Heart and Stroke Edmonton - A stroke means the rapidly developing loss of brain function which is brought on by a disturbance in the brain's blood supply. Strokes can be caused by blockage, called an arterial embolism or thrombosis, can be a result of lack of blood flow, called ischemia or be a result of haemorrhage or blood leakage. A stroke is a medical emergency that requires immediate care. It can lead to permanent complications, neurological damage and fatality.
The affected area of the brain loses normal functioning, when a stroke occurs. These can manifest in the loss of visual field in one side of the body, loss of limb movement on one side of the body, or an inability to formulate or understand speech. A stroke was formerly called a CVA cerebrovascular accident.

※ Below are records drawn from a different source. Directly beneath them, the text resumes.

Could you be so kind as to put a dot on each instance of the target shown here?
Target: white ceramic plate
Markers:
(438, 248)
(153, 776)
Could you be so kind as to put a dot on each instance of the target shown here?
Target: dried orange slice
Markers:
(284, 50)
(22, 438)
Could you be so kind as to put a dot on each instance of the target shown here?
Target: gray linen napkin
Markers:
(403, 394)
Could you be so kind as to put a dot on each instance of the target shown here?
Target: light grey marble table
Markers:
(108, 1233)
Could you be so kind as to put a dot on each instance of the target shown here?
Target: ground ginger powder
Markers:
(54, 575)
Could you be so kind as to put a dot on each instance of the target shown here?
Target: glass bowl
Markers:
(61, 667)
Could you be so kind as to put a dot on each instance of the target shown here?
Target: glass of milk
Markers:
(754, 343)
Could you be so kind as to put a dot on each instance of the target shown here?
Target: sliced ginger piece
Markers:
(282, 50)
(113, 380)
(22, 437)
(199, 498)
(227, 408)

In Europe and in the US, stroke is the leading reason for disability. Throughout the rest of the world, it is the 2nd leading reason for death in the world. The risk factors for stroke comprise: hypertension or high blood pressure, high cholesterol, old age, previous stroke, TIA or likewise known as transient ischemic attack, arterial fibrillation and smoking. The most important modifiable risk factor for stroke is high blood pressure.

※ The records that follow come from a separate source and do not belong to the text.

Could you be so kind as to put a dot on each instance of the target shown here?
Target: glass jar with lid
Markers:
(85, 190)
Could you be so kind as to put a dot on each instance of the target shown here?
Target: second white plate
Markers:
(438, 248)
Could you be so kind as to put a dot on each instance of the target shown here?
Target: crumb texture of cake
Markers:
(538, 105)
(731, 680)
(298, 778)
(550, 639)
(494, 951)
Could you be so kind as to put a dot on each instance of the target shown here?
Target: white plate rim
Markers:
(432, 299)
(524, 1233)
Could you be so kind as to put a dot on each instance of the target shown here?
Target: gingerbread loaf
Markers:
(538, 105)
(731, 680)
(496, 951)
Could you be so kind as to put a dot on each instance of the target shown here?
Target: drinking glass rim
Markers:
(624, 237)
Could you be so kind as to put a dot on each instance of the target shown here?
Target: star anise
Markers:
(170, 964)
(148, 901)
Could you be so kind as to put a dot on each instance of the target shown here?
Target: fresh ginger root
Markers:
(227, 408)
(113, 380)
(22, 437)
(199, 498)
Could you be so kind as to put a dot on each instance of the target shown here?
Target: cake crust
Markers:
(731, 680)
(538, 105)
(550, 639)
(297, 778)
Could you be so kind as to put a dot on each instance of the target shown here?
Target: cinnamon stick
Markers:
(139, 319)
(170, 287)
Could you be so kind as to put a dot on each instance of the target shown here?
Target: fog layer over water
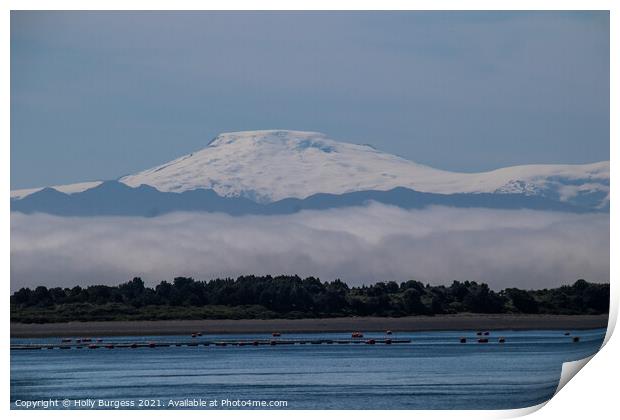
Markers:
(505, 248)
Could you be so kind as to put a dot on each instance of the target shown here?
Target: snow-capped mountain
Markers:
(271, 165)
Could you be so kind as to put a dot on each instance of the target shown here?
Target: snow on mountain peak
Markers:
(270, 165)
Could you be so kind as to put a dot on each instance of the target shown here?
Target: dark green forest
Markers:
(266, 297)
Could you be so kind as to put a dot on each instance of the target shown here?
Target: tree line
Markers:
(294, 297)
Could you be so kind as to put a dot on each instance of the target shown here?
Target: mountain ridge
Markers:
(270, 165)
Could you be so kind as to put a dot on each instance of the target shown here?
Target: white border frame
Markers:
(591, 396)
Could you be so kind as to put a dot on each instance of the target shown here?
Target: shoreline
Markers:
(313, 325)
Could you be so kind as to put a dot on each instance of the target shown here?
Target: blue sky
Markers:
(97, 95)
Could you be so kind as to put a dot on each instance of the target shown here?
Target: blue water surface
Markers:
(434, 371)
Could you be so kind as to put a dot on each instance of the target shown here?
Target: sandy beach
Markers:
(413, 323)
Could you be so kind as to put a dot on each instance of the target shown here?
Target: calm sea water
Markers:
(434, 371)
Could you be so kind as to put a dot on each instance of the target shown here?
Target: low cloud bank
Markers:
(505, 248)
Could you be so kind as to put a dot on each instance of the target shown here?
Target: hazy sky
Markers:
(99, 95)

Patients might experience a silent stroke in which they are not aware they have had a stroke and where they do not show any external signs. Brain damage may result from a silent stroke, even if identifiable symptoms are not caused during the stroke. It also places the patient at a higher risk for both a transient ischemic attack and a major stroke in the future. In addition, individuals who have suffered a major stroke before are at risk of having silent stroke.

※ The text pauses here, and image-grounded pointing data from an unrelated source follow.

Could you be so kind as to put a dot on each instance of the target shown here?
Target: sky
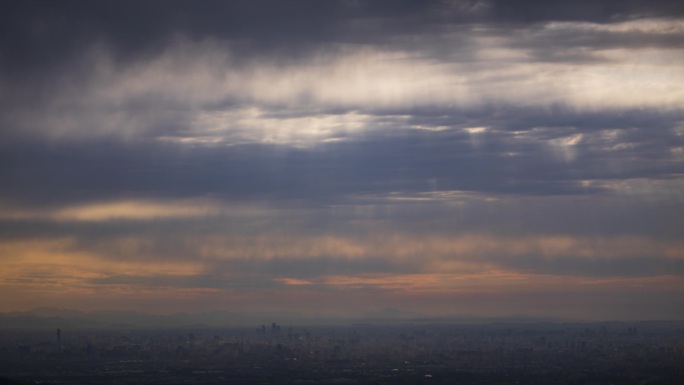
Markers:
(332, 158)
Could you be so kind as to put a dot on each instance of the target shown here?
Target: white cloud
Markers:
(198, 92)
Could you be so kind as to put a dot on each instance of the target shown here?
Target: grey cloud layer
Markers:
(271, 140)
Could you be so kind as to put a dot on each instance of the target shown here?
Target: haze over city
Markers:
(336, 158)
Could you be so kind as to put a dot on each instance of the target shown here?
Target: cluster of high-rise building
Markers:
(469, 354)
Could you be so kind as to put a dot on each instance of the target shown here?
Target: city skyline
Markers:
(333, 158)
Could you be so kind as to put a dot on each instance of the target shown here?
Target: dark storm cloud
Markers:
(38, 33)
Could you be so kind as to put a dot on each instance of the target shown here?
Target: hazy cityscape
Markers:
(305, 192)
(396, 353)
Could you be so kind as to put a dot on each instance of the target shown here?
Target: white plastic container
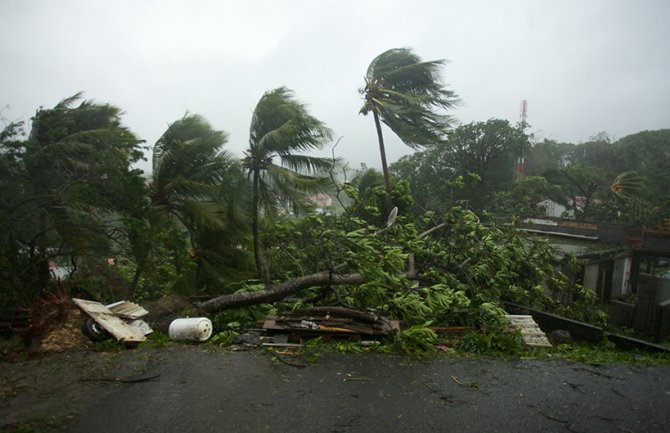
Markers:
(191, 329)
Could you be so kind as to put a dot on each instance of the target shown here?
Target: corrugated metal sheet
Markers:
(530, 331)
(110, 321)
(127, 310)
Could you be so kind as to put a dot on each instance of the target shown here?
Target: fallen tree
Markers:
(277, 292)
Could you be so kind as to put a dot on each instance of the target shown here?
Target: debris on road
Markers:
(532, 335)
(191, 329)
(331, 322)
(120, 319)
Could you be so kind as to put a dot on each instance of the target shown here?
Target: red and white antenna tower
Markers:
(520, 163)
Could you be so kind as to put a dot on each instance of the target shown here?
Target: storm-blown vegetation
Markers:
(242, 231)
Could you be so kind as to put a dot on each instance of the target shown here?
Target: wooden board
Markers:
(110, 322)
(530, 331)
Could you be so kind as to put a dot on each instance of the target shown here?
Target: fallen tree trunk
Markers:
(277, 292)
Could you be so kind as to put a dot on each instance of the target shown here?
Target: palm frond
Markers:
(409, 96)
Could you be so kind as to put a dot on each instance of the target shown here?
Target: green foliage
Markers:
(599, 354)
(475, 162)
(498, 342)
(417, 340)
(407, 94)
(282, 128)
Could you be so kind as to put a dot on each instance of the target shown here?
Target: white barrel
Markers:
(191, 329)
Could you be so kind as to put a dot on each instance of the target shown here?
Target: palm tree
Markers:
(188, 168)
(405, 93)
(199, 185)
(280, 127)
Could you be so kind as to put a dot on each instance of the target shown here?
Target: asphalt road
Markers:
(185, 389)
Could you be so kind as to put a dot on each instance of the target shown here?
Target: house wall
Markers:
(591, 276)
(651, 292)
(621, 277)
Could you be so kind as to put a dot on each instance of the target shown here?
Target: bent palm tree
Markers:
(199, 184)
(405, 93)
(188, 167)
(281, 127)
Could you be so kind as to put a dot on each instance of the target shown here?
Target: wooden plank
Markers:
(530, 331)
(110, 322)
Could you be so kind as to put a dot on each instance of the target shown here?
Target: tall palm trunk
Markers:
(261, 269)
(385, 170)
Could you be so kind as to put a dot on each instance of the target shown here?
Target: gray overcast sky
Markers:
(583, 66)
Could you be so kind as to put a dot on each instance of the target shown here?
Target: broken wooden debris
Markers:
(112, 323)
(330, 321)
(531, 333)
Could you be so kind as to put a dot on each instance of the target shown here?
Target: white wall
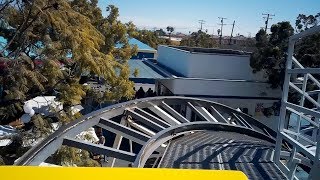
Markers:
(175, 59)
(204, 65)
(195, 86)
(220, 66)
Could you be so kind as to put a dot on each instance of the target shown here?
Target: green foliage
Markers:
(47, 31)
(149, 37)
(199, 39)
(271, 50)
(69, 156)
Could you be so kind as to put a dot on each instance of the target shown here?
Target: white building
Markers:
(224, 76)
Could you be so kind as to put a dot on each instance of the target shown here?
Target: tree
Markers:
(270, 54)
(199, 39)
(50, 44)
(148, 37)
(308, 51)
(160, 32)
(50, 31)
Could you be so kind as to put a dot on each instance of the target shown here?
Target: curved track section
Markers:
(150, 123)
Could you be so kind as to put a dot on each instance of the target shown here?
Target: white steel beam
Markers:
(99, 149)
(164, 115)
(152, 117)
(217, 115)
(144, 120)
(124, 131)
(174, 113)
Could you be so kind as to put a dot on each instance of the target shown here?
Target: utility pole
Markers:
(267, 17)
(222, 18)
(232, 32)
(201, 22)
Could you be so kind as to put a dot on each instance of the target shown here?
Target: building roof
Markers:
(211, 50)
(145, 71)
(140, 45)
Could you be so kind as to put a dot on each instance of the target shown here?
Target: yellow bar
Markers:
(78, 173)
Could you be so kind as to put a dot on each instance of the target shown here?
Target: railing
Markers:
(299, 138)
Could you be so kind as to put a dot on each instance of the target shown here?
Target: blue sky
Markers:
(184, 14)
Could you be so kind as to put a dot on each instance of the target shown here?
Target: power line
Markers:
(267, 17)
(221, 19)
(201, 23)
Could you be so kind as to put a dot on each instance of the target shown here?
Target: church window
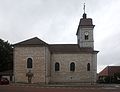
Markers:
(86, 36)
(57, 66)
(29, 63)
(88, 67)
(72, 66)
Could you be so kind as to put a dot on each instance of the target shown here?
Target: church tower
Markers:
(85, 32)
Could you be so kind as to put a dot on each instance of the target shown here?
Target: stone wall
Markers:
(21, 54)
(80, 74)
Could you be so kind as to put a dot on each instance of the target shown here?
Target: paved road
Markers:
(52, 89)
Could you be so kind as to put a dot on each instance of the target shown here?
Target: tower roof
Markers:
(85, 22)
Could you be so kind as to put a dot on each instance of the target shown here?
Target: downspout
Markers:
(45, 64)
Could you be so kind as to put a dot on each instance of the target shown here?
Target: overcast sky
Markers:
(56, 21)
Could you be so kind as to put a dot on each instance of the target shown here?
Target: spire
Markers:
(84, 8)
(84, 14)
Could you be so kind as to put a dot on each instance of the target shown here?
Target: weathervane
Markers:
(84, 8)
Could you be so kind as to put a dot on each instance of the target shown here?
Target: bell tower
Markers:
(85, 32)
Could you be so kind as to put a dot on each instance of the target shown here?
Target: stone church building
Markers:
(58, 63)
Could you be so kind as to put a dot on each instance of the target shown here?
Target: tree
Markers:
(6, 56)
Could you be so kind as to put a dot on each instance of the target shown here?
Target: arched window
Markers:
(88, 67)
(29, 63)
(57, 66)
(72, 66)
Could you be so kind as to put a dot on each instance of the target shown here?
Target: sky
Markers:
(56, 22)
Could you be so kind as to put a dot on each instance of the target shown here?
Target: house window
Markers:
(72, 66)
(86, 36)
(88, 67)
(29, 63)
(57, 66)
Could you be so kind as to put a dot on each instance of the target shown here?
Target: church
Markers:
(58, 63)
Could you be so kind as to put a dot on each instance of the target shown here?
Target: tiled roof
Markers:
(32, 41)
(69, 48)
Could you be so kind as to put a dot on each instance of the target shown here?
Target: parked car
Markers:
(4, 81)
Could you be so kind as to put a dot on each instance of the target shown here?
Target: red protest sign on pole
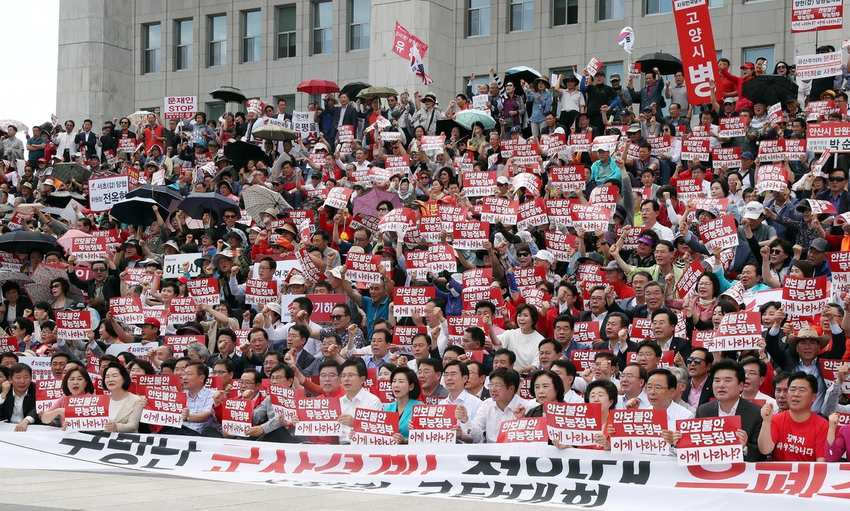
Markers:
(574, 424)
(696, 48)
(807, 16)
(639, 432)
(709, 441)
(403, 41)
(374, 427)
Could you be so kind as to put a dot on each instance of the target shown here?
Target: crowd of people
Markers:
(515, 350)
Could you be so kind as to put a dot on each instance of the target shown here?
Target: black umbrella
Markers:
(666, 63)
(28, 241)
(228, 94)
(769, 89)
(240, 152)
(519, 74)
(165, 196)
(196, 204)
(137, 211)
(353, 89)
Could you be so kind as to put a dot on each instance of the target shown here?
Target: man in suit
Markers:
(698, 390)
(727, 383)
(17, 398)
(344, 115)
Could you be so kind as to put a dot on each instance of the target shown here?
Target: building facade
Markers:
(119, 56)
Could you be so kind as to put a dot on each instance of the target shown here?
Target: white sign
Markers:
(179, 107)
(176, 265)
(104, 192)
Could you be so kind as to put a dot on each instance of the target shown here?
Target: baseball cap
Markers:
(545, 255)
(753, 210)
(152, 322)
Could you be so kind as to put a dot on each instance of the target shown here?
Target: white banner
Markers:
(527, 474)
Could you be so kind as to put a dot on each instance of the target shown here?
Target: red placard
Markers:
(584, 359)
(470, 235)
(586, 332)
(525, 430)
(236, 416)
(179, 343)
(807, 15)
(127, 309)
(205, 291)
(86, 413)
(696, 48)
(721, 233)
(639, 432)
(164, 406)
(574, 424)
(433, 424)
(738, 331)
(404, 41)
(46, 392)
(318, 416)
(260, 292)
(802, 297)
(365, 268)
(73, 324)
(374, 427)
(410, 300)
(709, 441)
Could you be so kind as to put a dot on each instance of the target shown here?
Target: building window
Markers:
(753, 53)
(322, 26)
(252, 30)
(286, 31)
(564, 12)
(359, 12)
(217, 30)
(182, 44)
(615, 68)
(522, 15)
(150, 42)
(657, 6)
(215, 109)
(609, 10)
(478, 18)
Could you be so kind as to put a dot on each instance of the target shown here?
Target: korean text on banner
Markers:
(179, 107)
(696, 47)
(808, 15)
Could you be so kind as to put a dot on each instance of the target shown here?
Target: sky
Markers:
(28, 93)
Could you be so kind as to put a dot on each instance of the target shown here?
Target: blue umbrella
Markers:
(470, 116)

The silent stroke would often cause brain lesions which could be detected through the use of neuro-imaging techniques like for instance MRIs. Silent strokes have been estimated to take place five times the rate of symptomatic stroke. The risk of stroke increases with age and it may also affect adults and younger children, specially those who suffer acute anaemia.
Hospitals will usually treat an ischemic stroke with a "clot buster," or thrombolysis. To treat hemorrhagic strokes, some can benefit from neurosurgery. Stroke rehabilitation is used in reference to treat and recover any lost function. Typically, this takes place within a stroke unit and involves several health care practitioners like for example speech therapists, language therapists and physical and occupational therapists. The administration of anti-platelet drugs like for example dipyridamole and aspirin can help prevent it from happening for a second time. The use of statins and the reduction and control of hypertension could likewise contribute to prevention. Some individuals can benefit from utilizing carotid endarterectomy and anticoagulants.